Each of Brookter’s days is unscripted, but you may find him talking with a teenager who’s in trouble with the law. Or he might be straightening his tie for public speeches, meeting with school board members and prospective employers, or writing grants for any of the dozens of programs he oversees. His Wednesdays are taken up with his duties as a member of the San Francisco Police Commission.

So when Brookter visited the USU campus in April to participate in the Alumni Lunch Series in the College of Humanities and Social Sciences, he hoped to provide students with a few detours on that trail of trials to finding purpose in life.

Brookter’s presentation concluded the 2018-19 calendar of the Alumni Lunch Series, which invites former CHaSS graduates — some 38 individuals this season, in a variety of professions — to sit down at a lunch table with students.

Brookter was greeted by a full room of students, many of them majoring in Criminal Justice. Later, during a tour, he admired the Laub Athletics-Academics Complex, unfortunately completed a couple of years after he graduated.

Brookter looks back at that distracted and directionless youth who in 2002 arrived at USU on a full-ride football scholarship. With 80 new best friends, all wearing athletic sweats, his plan was to “play and socialize,” he says. “I did that very, very well.”

Now, talking with students, he makes a legit presence in a suit and casual shirt, and he's gracious and animated as he bends in to listen to questions.

But there’s no football chitchat. Brookter wants instead to talk about his favorite initiatives as a mentor to at-risk youth (for example, teaching street cops how to get to a first-name basis with local kids) and as a voice on the San Francisco Police Commission. (Here, he’s working to make space for millennials on the force, bucking the entrenched system of promoting old timers. Millennials, he says, “think so differently. They’re innovative and they utilize technology for things I wouldn’t even think of doing. We need to work with them and empower them.”

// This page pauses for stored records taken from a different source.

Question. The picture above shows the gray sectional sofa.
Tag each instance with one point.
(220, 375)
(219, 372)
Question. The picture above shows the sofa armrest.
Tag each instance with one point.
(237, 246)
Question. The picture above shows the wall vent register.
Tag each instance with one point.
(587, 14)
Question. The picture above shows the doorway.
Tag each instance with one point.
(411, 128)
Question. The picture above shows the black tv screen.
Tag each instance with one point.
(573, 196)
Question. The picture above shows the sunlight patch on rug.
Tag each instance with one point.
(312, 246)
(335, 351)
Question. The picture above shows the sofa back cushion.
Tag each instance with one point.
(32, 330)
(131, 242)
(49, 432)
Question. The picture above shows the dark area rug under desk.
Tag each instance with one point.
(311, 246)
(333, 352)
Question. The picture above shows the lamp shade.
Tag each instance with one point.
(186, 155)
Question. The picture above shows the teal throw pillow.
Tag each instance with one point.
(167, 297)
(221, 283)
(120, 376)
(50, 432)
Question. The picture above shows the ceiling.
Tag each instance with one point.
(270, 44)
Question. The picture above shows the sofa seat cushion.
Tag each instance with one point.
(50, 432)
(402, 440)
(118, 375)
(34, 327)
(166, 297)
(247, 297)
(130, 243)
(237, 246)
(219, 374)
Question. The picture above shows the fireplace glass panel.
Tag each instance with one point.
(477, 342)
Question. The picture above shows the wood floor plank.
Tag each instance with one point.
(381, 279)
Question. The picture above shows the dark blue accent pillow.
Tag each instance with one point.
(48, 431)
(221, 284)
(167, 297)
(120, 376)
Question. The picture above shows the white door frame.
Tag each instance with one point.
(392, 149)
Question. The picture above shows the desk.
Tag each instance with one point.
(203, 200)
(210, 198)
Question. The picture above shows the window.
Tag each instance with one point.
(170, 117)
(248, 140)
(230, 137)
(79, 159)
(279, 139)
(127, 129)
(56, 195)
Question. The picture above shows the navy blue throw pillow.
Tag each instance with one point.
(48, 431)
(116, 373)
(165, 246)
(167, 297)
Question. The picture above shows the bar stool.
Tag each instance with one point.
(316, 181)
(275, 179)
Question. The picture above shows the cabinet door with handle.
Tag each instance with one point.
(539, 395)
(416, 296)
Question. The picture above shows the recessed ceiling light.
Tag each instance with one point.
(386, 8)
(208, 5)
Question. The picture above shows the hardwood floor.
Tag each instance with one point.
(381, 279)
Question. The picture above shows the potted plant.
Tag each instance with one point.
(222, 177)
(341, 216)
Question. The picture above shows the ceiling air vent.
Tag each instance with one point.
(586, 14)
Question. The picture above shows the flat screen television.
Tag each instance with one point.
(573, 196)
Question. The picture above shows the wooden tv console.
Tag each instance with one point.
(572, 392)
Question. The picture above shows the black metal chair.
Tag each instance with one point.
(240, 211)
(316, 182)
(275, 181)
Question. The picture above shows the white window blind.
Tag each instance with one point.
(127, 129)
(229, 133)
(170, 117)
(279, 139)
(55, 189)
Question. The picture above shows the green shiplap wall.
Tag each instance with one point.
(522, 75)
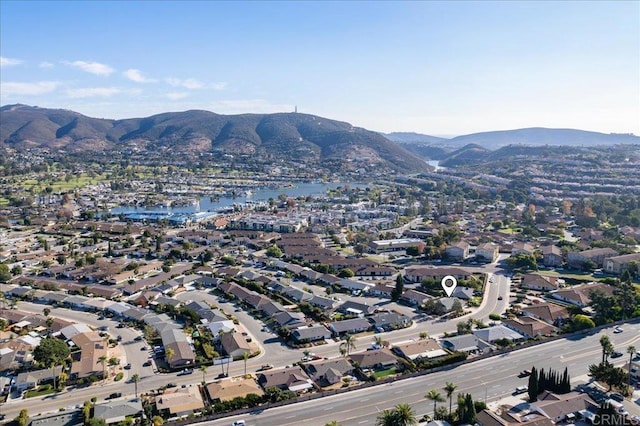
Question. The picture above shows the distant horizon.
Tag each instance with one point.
(429, 67)
(448, 136)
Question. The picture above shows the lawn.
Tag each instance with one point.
(384, 373)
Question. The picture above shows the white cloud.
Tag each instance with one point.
(8, 62)
(174, 96)
(22, 89)
(189, 83)
(136, 75)
(89, 92)
(92, 67)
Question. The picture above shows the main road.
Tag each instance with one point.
(486, 380)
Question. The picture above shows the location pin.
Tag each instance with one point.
(449, 283)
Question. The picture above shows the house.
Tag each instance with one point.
(387, 321)
(415, 274)
(551, 256)
(311, 333)
(498, 332)
(357, 309)
(117, 411)
(350, 326)
(558, 407)
(227, 390)
(540, 282)
(234, 344)
(176, 402)
(424, 348)
(580, 295)
(31, 379)
(530, 327)
(292, 378)
(176, 340)
(547, 312)
(465, 343)
(289, 320)
(578, 259)
(86, 362)
(618, 264)
(413, 297)
(376, 359)
(458, 251)
(329, 371)
(522, 248)
(487, 252)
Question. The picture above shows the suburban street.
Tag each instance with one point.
(488, 380)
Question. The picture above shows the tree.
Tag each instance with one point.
(23, 418)
(50, 353)
(245, 357)
(169, 354)
(631, 350)
(607, 347)
(349, 343)
(135, 379)
(435, 396)
(103, 360)
(450, 388)
(400, 415)
(532, 387)
(399, 289)
(203, 368)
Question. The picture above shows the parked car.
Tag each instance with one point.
(521, 389)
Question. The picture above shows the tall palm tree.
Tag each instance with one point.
(386, 418)
(631, 350)
(434, 395)
(135, 379)
(169, 354)
(203, 368)
(245, 357)
(349, 343)
(607, 347)
(405, 415)
(103, 360)
(450, 388)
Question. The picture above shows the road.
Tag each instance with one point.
(274, 351)
(489, 380)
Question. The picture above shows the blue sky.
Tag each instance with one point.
(440, 68)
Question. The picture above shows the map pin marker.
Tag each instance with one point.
(449, 283)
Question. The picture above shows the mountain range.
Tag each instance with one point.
(282, 136)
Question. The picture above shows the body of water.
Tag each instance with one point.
(213, 204)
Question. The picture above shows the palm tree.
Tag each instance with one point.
(631, 350)
(400, 415)
(349, 343)
(386, 418)
(103, 360)
(450, 388)
(135, 379)
(168, 354)
(245, 357)
(607, 347)
(203, 368)
(434, 396)
(404, 415)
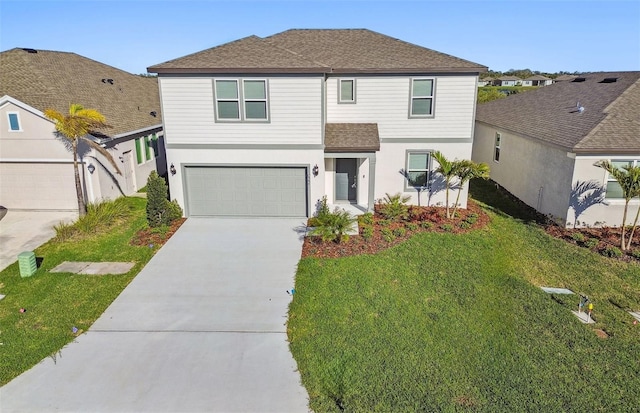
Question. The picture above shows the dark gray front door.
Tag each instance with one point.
(346, 180)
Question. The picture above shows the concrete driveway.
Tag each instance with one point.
(200, 329)
(27, 230)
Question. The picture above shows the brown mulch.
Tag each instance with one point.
(357, 245)
(153, 238)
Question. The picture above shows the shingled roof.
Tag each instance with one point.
(48, 79)
(318, 51)
(609, 124)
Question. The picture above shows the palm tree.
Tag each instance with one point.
(448, 169)
(628, 177)
(76, 127)
(467, 170)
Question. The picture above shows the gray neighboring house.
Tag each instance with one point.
(36, 169)
(542, 145)
(268, 126)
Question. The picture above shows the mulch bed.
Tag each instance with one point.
(154, 237)
(357, 245)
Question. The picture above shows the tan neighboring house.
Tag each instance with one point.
(268, 126)
(36, 169)
(542, 145)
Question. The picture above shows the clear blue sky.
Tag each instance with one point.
(549, 36)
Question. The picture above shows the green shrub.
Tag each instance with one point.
(611, 251)
(334, 226)
(577, 236)
(394, 207)
(400, 232)
(387, 234)
(446, 227)
(591, 242)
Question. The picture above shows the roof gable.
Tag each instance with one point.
(319, 51)
(45, 79)
(610, 122)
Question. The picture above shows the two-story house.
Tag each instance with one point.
(268, 126)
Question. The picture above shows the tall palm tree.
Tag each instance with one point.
(76, 127)
(448, 169)
(465, 171)
(628, 177)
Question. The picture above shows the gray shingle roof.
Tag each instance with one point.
(610, 123)
(50, 79)
(351, 137)
(318, 51)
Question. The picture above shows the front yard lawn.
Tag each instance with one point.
(457, 322)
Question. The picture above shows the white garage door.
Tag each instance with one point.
(37, 186)
(246, 191)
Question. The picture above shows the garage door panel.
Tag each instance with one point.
(246, 191)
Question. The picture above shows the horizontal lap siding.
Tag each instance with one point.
(385, 101)
(295, 109)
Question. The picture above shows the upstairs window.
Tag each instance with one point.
(421, 98)
(496, 151)
(347, 91)
(14, 122)
(244, 100)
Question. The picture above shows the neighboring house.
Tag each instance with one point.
(268, 126)
(485, 81)
(507, 81)
(36, 169)
(542, 145)
(537, 80)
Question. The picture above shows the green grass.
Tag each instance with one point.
(57, 302)
(449, 322)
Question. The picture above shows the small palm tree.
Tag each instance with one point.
(465, 171)
(448, 169)
(75, 127)
(628, 177)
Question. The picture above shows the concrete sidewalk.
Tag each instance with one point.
(200, 329)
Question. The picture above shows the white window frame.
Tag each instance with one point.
(241, 101)
(611, 179)
(408, 170)
(353, 90)
(17, 119)
(432, 97)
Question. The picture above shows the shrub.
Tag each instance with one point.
(577, 236)
(400, 232)
(334, 226)
(387, 234)
(591, 242)
(611, 251)
(446, 227)
(394, 207)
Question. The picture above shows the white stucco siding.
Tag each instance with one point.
(537, 174)
(294, 105)
(385, 101)
(393, 157)
(608, 213)
(249, 157)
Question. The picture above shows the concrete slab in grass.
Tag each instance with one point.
(94, 268)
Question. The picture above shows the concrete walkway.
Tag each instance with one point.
(200, 329)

"Make sure you have mentors and people who are in your corner who sometimes don't look like you, who sometimes don’t talk like you."

As a child, DionJay Brookter — or DJ as he’s known — had two personas: The boy who played night games with neighborhood kids in his Fresno, Calif., neighborhood, and the boy who climbed aboard a bus to make the 45-minute ride to a school on the other side of town in a largely Caucasian neighborhood.

“I lived these two lives,” he says now. “And most of the people I went to school with didn't know where I lived, where I grew up.”

He acquired lasting lessons in interacting with different types of people. For example, the skill of code switching, as it’s known in Communication Studies. This is the ability to talk with a young football player and Chamber of Commerce influencers with equal ease and clarity.

The non-neighborhood school, he says now, “helped me progress.” But the benefits the high-schooler gained were eroded when his mother died. With his mom gone and his dad working two jobs, “I was at a juncture in space and place in life where I could either go left or go right,” he said.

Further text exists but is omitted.